Она промолчала. Цанка остановил телегу, достал свой сверток, отрезал маленьким ножом толстый слой раскрасневшегося от времени, созревшего в сушке сочного курдюка, положил его на большой ломоть отвердевшего кукурузного чурека, протянул Кесирт.
Снова тронулись.
— А эти маленькие девчонки были его дети? — спросил Цанка, продолжая прерванный разговор.
Кесирт молча кивнула головой, ее рот был занят, она двумя руками обхватила еду, жадно, быстро ела. Потом снова положила голову на плечо Цанка, сказала тихо "спасибо" и спокойно заснула.
Еще ниже опустилось небо. Пошел густой, пушистый снег. Ветер стих. Они проехали Автуры, в сумерках объехали Шали, остановились на отдых на том же месте, где ночевали в первый раз по пути из Грозного. О том вечере вслух не вспоминали. Цанка распряг коня, повел его к реке на водопой, потом привязал его к телеге, к сену. Сами тоже приступили к еде. Во время трапезы Кесирт расспрашивала Цанка о его делах, о жене, о семейной жизни. Арачаев неохотно отвечал на вопросы о жене вовсе молчал или уклонялся от ответов. Во время этого разговора голос Кесирт впервые зазвучал громче, даже иронические нотки появились в нем, а когда она увидела смущение Цанка, вовсе стала смеяться.
Снег все еще валил. За небольшое время он обелил все вокруг, только тонкая ленточка реки Басс темнела посреди ущелья.
На противоположном склоне горы плакали шакалы, из Шали доносился лай собак. Усталый, весь мокрый от снега, конь торопливо жевал сено.
— Может быть, разжечь костер? Согреемся? — спросил Цанка. — Нет. Если возможно, надо ехать, — тихо ответила она.
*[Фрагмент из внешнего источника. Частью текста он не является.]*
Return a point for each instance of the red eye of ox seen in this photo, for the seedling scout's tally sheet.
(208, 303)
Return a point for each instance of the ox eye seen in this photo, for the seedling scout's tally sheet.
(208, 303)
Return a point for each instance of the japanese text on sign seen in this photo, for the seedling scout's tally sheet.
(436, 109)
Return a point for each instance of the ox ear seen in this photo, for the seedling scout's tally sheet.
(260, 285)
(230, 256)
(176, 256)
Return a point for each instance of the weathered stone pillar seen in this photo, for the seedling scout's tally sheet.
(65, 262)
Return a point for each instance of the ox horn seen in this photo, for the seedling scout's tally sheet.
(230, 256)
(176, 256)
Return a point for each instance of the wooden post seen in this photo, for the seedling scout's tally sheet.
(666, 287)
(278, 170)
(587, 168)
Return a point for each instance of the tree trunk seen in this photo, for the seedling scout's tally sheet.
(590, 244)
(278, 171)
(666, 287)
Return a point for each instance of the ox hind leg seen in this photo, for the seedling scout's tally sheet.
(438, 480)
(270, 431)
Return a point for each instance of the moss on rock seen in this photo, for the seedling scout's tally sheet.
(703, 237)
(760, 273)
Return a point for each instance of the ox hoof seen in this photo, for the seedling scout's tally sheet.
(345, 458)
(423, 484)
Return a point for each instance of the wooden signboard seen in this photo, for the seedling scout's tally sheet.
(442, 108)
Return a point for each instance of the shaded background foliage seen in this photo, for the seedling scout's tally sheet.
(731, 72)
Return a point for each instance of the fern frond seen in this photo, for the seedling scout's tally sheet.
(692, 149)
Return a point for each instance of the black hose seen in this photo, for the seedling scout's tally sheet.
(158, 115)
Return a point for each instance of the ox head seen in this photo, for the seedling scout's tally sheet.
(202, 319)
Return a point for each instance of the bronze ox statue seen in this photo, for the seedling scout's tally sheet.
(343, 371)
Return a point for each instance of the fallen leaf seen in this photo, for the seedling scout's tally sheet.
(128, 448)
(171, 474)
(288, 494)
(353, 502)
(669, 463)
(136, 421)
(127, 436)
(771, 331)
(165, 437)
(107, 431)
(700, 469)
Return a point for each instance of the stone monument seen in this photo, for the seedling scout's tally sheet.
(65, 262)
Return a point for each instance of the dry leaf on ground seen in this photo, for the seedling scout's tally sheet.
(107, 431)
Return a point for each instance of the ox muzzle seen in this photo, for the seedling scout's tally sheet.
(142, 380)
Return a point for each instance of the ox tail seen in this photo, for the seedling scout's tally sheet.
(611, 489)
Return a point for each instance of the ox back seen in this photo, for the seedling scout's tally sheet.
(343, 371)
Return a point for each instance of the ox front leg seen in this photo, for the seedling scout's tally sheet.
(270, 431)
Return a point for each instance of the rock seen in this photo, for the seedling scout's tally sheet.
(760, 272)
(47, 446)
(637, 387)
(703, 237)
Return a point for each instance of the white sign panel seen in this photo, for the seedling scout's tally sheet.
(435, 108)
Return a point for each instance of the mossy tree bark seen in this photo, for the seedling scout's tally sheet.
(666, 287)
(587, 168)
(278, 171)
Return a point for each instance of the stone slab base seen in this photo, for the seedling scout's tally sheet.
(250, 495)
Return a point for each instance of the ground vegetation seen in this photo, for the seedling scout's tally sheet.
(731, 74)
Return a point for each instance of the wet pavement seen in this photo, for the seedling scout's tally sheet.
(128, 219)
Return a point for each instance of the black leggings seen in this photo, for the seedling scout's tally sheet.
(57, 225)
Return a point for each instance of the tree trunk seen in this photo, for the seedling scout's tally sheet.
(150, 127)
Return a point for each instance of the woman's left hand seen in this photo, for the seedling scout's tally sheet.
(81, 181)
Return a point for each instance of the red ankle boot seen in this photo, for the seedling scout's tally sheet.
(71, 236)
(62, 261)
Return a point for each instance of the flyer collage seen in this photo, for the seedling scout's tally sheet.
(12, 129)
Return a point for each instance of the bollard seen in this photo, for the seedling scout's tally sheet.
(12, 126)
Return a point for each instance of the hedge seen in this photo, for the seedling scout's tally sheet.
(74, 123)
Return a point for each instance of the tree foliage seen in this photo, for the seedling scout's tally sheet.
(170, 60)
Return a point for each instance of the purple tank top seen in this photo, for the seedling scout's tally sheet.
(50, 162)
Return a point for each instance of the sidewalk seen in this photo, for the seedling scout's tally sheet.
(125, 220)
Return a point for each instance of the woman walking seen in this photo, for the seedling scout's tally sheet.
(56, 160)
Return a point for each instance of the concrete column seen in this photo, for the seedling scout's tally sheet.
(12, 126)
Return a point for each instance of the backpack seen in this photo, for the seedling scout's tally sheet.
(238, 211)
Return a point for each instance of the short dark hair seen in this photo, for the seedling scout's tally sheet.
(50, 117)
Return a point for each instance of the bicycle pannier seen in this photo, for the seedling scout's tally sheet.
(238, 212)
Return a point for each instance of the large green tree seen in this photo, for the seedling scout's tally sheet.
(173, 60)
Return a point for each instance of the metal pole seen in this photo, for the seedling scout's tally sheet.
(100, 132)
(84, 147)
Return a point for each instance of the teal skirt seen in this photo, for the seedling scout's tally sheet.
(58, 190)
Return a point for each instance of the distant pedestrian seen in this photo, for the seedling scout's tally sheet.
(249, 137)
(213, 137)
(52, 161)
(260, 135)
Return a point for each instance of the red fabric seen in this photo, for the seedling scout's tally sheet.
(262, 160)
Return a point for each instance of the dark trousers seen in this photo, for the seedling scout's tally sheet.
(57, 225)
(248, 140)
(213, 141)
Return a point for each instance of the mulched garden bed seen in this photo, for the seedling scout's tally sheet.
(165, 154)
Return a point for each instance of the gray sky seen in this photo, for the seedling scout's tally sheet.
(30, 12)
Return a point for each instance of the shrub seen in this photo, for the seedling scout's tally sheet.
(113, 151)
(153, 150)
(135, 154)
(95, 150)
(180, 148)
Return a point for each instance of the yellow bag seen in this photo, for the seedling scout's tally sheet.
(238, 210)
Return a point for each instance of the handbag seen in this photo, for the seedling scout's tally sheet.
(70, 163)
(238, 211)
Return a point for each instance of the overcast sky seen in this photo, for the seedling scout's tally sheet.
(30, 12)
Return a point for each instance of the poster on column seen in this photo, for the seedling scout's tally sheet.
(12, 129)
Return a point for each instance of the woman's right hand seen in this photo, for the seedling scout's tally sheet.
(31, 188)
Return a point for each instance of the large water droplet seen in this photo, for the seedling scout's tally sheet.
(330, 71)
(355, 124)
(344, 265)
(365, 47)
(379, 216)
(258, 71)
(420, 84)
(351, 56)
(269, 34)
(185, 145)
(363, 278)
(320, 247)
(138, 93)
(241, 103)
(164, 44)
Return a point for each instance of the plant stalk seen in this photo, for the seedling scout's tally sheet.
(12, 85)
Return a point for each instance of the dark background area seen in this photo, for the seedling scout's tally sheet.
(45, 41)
Цанка в нетерпении смотрел в темноте на Кесирт, потом, не говоря ни слова, подскочил к ней, обнял, стал целовать.
Она сопротивлялась, не на шутку разозлилась, била его кулаками, кричала. Рассерженный Цанка отступил, тяжело дыша, не говоря ни слова, пошел запрягать коня, без причины пару раз ударил его в бок кулаками.
Кесирт подошла к нему, погладила сзади его плечи, легонько обняла.
— Пойми меня, Цанка, я ведь только-только законного мужа потеряла Нельзя так — пойми… Перед Богом неправильно.
— Да, ладно, — отмахнулся Цанка. — Извини меня… Прости. Вскоре ехали вновь в обнимку от холода. Кесирт чувствовала состояние Цанка, иногда подшучивала, как бы нечаянно трогала запретное место.
— Ты любила его? — вдруг спросил строго он, глядя прямо пере собой.
Кесирт подняла голову с его плеча, глубоко вздохнула, стала вновь серьезной.
— Можно не отвечать на этот вопрос? — в тон ему строго сказала она.
— Да.
Наступила пауза. Кесирт снова положила голову на его плечо и сказала:
— Любила-не любила — это спрашивать нельзя, а вот то, что он был человеком хорошим, умным и ко мне всегда уважительным — это было… И за это я всегда буду чтить его память.
Под лай собак проехали Махкеты. Снег идти перестал, стало еще холоднее. Конь устал, на подъемы шел тяжело. Цанке приходилось соскакивать на землю, толкать обмерзшими руками телегу. На последнем перевале пришлось соскочить и Кесирт, еле-еле смогли вытянуть телегу на гору. Потом был затяжной, пологий спуск, началась родная Вашандарайская долина.